If Wildflower were a movie it would require a leading man. But first you need an elevator pitch. How about this? Forest Gump meets Pee-wee’s Big Adventure. An epic about an undersized seven year-old who is told that he is handicapped and must wear leg braces, has his brand-new bicycle taken away, gets kicked out of his school, spends three years at a handicapped facility, becomes a champion runner, searches vainly for the perfect bike, makes and witnesses triathlon history and finds the love of his life. This odyssey will make you laugh and cry. You will never want to leave the theater, even if you badly need to use the restroom. And at the end, you will stand up and cheer as the hero again leads the pack and breaks the finish line tape at an event that evokes memories of Woodstock. This movie could only be about one magical place and one man, Wildflower triathlete Duane Franks, a leading man on and off the course.
byteclay.com recently spoke with Duane Franks about his cinematic life.
MD: When did you do your first Ironman?
October 1982. In those days, I got in by mailing them $100. We were 850 athletes; I finished about 270. We had age groups but the pros weren’t separated, as there was no prize money. Dave Scott, Scott Tinley and his brother Jeff, it was Mark Allen’s first race and Scott Molina. Dave Scott picked up his second win. I was probably 600 out of the water and I was up in the top fifty off of the bike. I fell back on the run. My bike split was 5:50 and my run split was 5:12 and that was the problem. At age 40, I ran the marathon in 3.5 hours and ran the entire race in just over ten hours. That was a big improvement from my first Ironman at age 22.

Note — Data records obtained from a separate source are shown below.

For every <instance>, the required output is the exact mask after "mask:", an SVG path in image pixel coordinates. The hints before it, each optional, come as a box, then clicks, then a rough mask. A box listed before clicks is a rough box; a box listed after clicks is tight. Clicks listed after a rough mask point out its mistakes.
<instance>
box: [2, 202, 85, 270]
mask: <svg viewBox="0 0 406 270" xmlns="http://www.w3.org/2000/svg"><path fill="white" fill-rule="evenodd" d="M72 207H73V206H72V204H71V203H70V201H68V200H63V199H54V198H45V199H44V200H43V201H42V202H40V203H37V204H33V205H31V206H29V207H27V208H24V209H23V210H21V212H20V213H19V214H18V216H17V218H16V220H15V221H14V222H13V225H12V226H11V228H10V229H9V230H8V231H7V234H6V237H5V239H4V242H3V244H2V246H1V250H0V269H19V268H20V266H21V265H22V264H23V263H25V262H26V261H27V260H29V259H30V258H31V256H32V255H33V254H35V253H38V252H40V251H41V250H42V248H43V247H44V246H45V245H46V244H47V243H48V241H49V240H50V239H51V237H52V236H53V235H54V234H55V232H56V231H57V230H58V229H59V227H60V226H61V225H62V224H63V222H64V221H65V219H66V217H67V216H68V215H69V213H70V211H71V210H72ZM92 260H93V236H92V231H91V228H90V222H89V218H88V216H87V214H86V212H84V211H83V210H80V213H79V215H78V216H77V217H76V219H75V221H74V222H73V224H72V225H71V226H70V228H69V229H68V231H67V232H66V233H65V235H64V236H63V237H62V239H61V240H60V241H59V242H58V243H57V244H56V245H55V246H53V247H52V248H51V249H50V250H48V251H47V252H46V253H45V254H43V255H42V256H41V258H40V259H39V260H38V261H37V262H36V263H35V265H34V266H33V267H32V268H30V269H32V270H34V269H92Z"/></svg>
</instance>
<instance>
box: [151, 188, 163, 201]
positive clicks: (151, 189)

My 1982 Ironman was the first October Ironman in Kona. Essentially this was the first incarnation of what we know today as the annual Kona October Ironman.
When did you do your first Wildflower?
1992. Wildflower used to be a Kona qualifier. Everybody attended the awards ceremony because they gave away a Kestrel bicycle and two Kona race slots by random drawing of bib numbers. You had to be present to win, so nobody left.
MD: You and your wife Dorette, met at a triathlon.
DF: I was coaching Lori Capshaw at the 2001 Tiburon Triathlon and she introduced me to her best friend, Dorette Sommers. We started dating in 2004 after she had been cutting my hair for three years. I proposed to Dorette at the April 2008 Golden Gate Triathlon Club Wildflower training weekend.
MD: How does someone who has never been married and is about to turn fifty, propose to the one woman who made the cut?
DF: I was at the top of Nasty Grade, giving out water and electrolyte fluid to my athletes. Nasty Grade in April is beautiful; you’ve got the wildflowers and all the green rolling hills. Off to the right, there’s a beautiful white picket fence and beyond that is Lake San Antonio, look to your left you’ve got Lake Nascimiento. Perfect place for a proposal. Dorette was coming up and I had a couple of riders that I was trying to shoo off… The ring was in a box in my pocket and I may have pretended to pull it out of the toolbox like I was going to adjust her bike. I proposed and she said yes. Actually, when she saw the ring and realized what was going on, I probably never even had an opportunity to get the words out. We didn’t have much alone time because the other riders started arriving. I went back to taking care of the riders and Dorette was glowing and happy. It didn’t take very long before word spread of the proposal. Dorette decided she didn’t want to finish the ride; she stayed up there with me. One of my athletes Nate Helming hid a bottle of champagne for me and we had a nice celebration that night at the campsite. Lori Capshaw who had introduced us and her husband were also there.
MD: What kind of a wedding tops such a unique proposal?
DF: We got married on the beach at Kona on December 1st, the day after I completed the 2008 Ultraman World Championship. Dorette paced me during the 52 mile run on the Queen K and fellow Ultraman competitor, Vito Bialla officiated the ceremony. Four days later, I turned fifty.
MD: Dorette told me that she made sure you wouldn’t have any energy left to run away from the wedding.